Short..yes..we came togeter. It was so wonderful, powreful, full of love and passion In a short while I determined something weird. As I spoke with him, and he answered it was like a echo of myself speaking and answering at same time. Like ping pong. All in harmony, smooth, equal. Then I thought abaut soulmates. Heard of course of this, Everyone knows the word. I started exploring. And was really shocked..did not know about age difference, religion difference, language, social status, country..All matched..I did not know about this things till I read about it. One lead to other, I would have never known of twin flames and so on... if I had not wondered over the permanent echo in my relationship, I would have never searched the internet.

We had so much in common, even our face structures, humor and movements, Like a mirror. I could never lie or make up anything, was just pure truth. It came fluently from my mouth. Normally I really play the unreachable and so on a lot of strategy. I have learned why I do this, that I do have fear of beeing not good enough, Like my mother showed me my whole life. He showed me everything what went wrong in my life and vice versa. I saw the beauty in him, and he in me. That we are worth so much more in life. He was very afraid ob beeing abondened. I was and am very afraid to be "usual" over time like furniture in a room. Not so interesting and sexy like at beginning, when there where so much butterfliesss. My loved one looking for other hot girls, because they are not his and therefore very interesting.

Also some couple days, I saw something like frequencies, vibes, and how all is connected together, people. nature bonding. All of harmony, I felt enlighted, everything was vibrant and colors so, so vivid. As I was not touching earth. Lasted couple days, was very nice, I was like shining from within to outwards. But was also relieved as it fainted.

As our relation went on, he handled me that way! I was in room cooking and he was reading a book. NO, no I cant accept, triggered me as hell. Slowly my butterflies died all, maybe because of that. I dont know..maybe he decided this in his soul plan. He was very afraid of being left. So I broke up. Maybe he wanted me to break up, so he can handle beeing alone and not being loved although he was it so much worth!. Maybe he had to accept even beeing the worthy one, that feelings cant be forced. But understanding beeing worth to be loved! And I have had to handle with true, respectful love with someone worthy, but without butterflies and passion. Can you see how good that matched? or not though?

Still in search for butterflies and love -the love that I know to be love I lived a couple times, but was always disappointed and cried so lot for years sometimes. He showed me so much love, so much care, more than others ever did. But I could not love or live this true pure love. So many problems..
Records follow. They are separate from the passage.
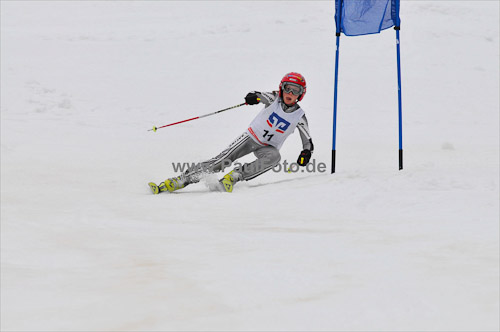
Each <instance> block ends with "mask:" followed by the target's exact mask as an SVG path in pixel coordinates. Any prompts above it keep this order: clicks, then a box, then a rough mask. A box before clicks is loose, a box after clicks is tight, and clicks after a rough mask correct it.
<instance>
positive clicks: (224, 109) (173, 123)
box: [148, 98, 260, 131]
mask: <svg viewBox="0 0 500 332" xmlns="http://www.w3.org/2000/svg"><path fill="white" fill-rule="evenodd" d="M258 100H259V101H260V98H259V99H258ZM243 105H247V103H243V104H239V105H235V106H231V107H228V108H225V109H223V110H220V111H217V112H213V113H208V114H205V115H200V116H197V117H194V118H191V119H187V120H182V121H178V122H174V123H169V124H168V125H164V126H161V127H153V129H149V130H148V131H151V130H152V131H157V130H158V129H161V128H165V127H169V126H173V125H176V124H179V123H183V122H188V121H192V120H196V119H201V118H204V117H207V116H211V115H215V114H217V113H221V112H224V111H228V110H231V109H233V108H237V107H240V106H243Z"/></svg>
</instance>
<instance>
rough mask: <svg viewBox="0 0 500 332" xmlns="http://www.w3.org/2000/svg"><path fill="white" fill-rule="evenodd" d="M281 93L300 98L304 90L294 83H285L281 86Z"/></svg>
mask: <svg viewBox="0 0 500 332" xmlns="http://www.w3.org/2000/svg"><path fill="white" fill-rule="evenodd" d="M283 91H285V92H286V93H291V94H293V95H295V96H300V95H301V94H302V93H303V92H304V88H303V87H301V86H300V85H298V84H295V83H285V84H284V85H283Z"/></svg>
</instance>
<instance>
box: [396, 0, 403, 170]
mask: <svg viewBox="0 0 500 332" xmlns="http://www.w3.org/2000/svg"><path fill="white" fill-rule="evenodd" d="M396 15H397V16H396V26H395V27H394V29H395V30H396V56H397V63H398V121H399V170H402V169H403V110H402V108H403V107H402V104H403V103H402V100H401V50H400V47H399V45H400V39H399V30H400V25H401V21H400V19H399V1H396Z"/></svg>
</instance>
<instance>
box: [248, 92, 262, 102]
mask: <svg viewBox="0 0 500 332" xmlns="http://www.w3.org/2000/svg"><path fill="white" fill-rule="evenodd" d="M245 102H246V103H247V104H248V105H257V104H258V103H260V98H259V97H258V96H257V93H256V92H249V93H248V94H247V96H246V97H245Z"/></svg>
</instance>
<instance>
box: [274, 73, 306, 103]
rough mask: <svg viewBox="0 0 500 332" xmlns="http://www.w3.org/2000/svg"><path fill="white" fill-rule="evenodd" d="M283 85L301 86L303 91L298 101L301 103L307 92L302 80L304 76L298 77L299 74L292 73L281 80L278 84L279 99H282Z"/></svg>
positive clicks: (299, 96) (305, 87) (295, 73)
mask: <svg viewBox="0 0 500 332" xmlns="http://www.w3.org/2000/svg"><path fill="white" fill-rule="evenodd" d="M285 83H292V84H296V85H299V86H301V87H302V89H303V92H302V94H301V95H300V96H299V98H298V101H301V100H302V98H304V95H305V94H306V90H307V87H306V79H305V78H304V76H302V75H300V74H299V73H293V72H292V73H288V74H286V75H285V76H284V77H283V78H282V79H281V82H280V97H283V85H284V84H285Z"/></svg>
In that relationship I started to see digits, mostly 1111 and 2222. This lasts till today, since 2 years up to now. And not once. Every day couple times a day.

Currently its 9999. How often can u see this number a day? i saw it 5 times. For the least 2 or 3 moths I started to find hearths, in kitchen, on street. I swear to mighty God, my own soul, the pics are not altered! I just want to know what the numbers and the hearts wants me to tell???? It just does not stop! i dont believe its a message from angels or what it says in internet. It must be something else, any hint pls, pls?